The univariate and multivariate Cox proportional-hazards regression models were used to determine the predictors of apathy in PD. These models were used for the evaluation of patients who reported the absence of baseline apathy. The clinical outcome was defined as an onset of apathy (both persistent and non-persistent) observed during the follow-up. The univariate analysis (unadjusted model) included only a single covariate at a time. The multivariate analysis (adjusted model) included the following variables: sex, the FAB score, the HDRS score, and the UPDRS III score based on the values of p < 0.1 or a probable association with apathy based on clinical judgment. The Schoenfeld individual test was used to determine the proportional hazard assumption, where a value of p > 0.05 indicated that the data met the criteria.

Data Availability

Anonymized data can be obtained upon request from qualified investigators for the purposes of replicating procedures and results.

Results

Baseline and Follow-Up Data

No statistically significant differences were observed in the baseline characteristics between patients who were included in the current study (n = 188) and those who did not (n = 114; Supplementary Table 1). The demographic and clinical features of patients with PD included in this study are listed in Table 1. We included 188 patients with PD at baseline (50.5% men). The mean patient age at baseline was 58.1 (SD 10.7) years, with mean disease duration of 1.5 (SD 0.8) years. The LARS score increased from −27 (SD 10.4) at baseline to −25 (SD 9.4) after 4 years. Baseline antiparkinsonian therapy was administered to 90 patients (47.9%), and this figure increased to 100% after 4 years, with a mean increase in the LEDD from 152.5 mg/day (SD 188.1) to 529.8 mg/day (SD 210.7).

TABLE 1

Table 1. Demographic and clinical features of PD patients.

Prevalence and Evolution of Apathy

Figure 1 shows the observed point prevalence of apathy in patients with PD. Of the 188 patients, 35 (18.6%) had apathy at baseline. During the follow-up, we observed that the 1-, 2-, 3-, and 4-years prevalence rates increased to 20.2% (38/188), 25.7% (47/183), 26.6% (33/124), and 28.8% (15/52), respectively.

FIGURE 1

Figure 1. Frequency of apathy over time in patients with PD. The prevalence of apathy in patients with PD increased with disease duration over time, which increased from 18.6% at baseline to 28.8% after 4 years.
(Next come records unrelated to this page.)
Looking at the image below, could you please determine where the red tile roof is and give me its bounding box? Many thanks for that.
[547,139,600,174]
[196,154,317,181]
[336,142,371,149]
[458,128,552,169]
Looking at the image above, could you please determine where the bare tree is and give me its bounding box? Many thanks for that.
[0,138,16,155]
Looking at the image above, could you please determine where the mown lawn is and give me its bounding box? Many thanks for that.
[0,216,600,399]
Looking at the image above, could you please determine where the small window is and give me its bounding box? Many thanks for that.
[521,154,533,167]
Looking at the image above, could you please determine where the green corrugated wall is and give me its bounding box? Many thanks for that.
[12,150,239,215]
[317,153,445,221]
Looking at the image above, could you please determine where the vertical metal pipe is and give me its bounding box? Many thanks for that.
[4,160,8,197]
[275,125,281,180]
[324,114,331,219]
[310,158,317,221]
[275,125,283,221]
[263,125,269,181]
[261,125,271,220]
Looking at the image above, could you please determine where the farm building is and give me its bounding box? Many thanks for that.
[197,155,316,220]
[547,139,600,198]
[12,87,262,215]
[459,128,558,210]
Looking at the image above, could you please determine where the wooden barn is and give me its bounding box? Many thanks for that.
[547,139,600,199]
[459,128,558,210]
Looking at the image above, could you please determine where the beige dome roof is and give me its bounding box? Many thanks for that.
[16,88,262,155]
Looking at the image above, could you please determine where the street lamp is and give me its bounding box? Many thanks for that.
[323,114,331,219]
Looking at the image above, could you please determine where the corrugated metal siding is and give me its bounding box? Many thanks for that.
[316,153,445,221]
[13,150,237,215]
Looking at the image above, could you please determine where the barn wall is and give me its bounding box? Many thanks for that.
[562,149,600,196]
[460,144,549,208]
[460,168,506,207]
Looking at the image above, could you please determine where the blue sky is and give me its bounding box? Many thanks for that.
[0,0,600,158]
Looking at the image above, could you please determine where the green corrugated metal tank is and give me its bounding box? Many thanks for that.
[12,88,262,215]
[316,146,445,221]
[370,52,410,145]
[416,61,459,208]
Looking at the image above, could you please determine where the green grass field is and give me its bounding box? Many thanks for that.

We observed that in most patients with PD, apathy was not persistent across visits during the 4-years study period (Figure 2). Nine patients with PD showed persistent apathy after 2 years, whereas only three patients and two patients showed persistent apathy after 3 and 4 years, respectively.

FIGURE 2

Figure 2. Evolution of apathy in patients with PD over time.

A total of 52 patients completed the 4-years follow-up. No significant difference was observed in the baseline characteristics between patients with and without complete 4-years follow-up (Supplementary Table 2).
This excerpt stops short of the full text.